Symbolic Jacobian and Stability Analysis¶
This notebook demonstrates the symbolic-numeric bridge for dynamical
systems analysis. We use Maxima's diff() to derive Jacobian matrices
exactly, solve() to find equilibrium points, and np_eig to compute
eigenvalues numerically for stability classification.

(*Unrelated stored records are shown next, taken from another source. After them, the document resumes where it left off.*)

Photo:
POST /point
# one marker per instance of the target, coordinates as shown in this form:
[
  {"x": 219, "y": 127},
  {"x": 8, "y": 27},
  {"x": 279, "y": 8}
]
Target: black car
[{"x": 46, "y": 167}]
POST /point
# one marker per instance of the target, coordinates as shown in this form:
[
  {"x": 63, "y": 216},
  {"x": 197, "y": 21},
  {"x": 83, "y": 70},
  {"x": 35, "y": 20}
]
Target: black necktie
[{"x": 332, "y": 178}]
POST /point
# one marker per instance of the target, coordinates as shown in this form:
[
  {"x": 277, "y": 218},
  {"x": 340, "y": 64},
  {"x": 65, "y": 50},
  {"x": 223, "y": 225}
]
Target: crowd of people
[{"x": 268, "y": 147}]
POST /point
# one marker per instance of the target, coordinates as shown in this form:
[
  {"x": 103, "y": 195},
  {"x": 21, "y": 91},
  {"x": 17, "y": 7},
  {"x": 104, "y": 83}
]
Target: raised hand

The workflow is: symbolic differentiation -> symbolic algebra -> numeric eigenvalues -> visualization. Each step leverages the right tool for the job.
load("numerics")$
load("ax-plots")$
The Jacobian [S+N]¶
Consider a predator-prey variant:
$$\dot{x} = x(1-x) - xy \qquad \dot{y} = y(x - 1)$$
Here $x$ is the prey population (with logistic self-limitation) and $y$
is the predator. We compute the Jacobian matrix symbolically using
diff().
/* Define the system */
f1 : x*(1 - x) - x*y$
f2 : y*(x - 1)$
/* Compute the Jacobian symbolically */
J : matrix(
[diff(f1, x), diff(f1, y)],
[diff(f2, x), diff(f2, y)]
);
print("Jacobian:")$
J;
matrix([-y-2*x+1,-x],[y,x-1]) Jacobian:
Fixed Points [S+N]¶
Equilibria are where both $\dot{x} = 0$ and $\dot{y} = 0$ simultaneously.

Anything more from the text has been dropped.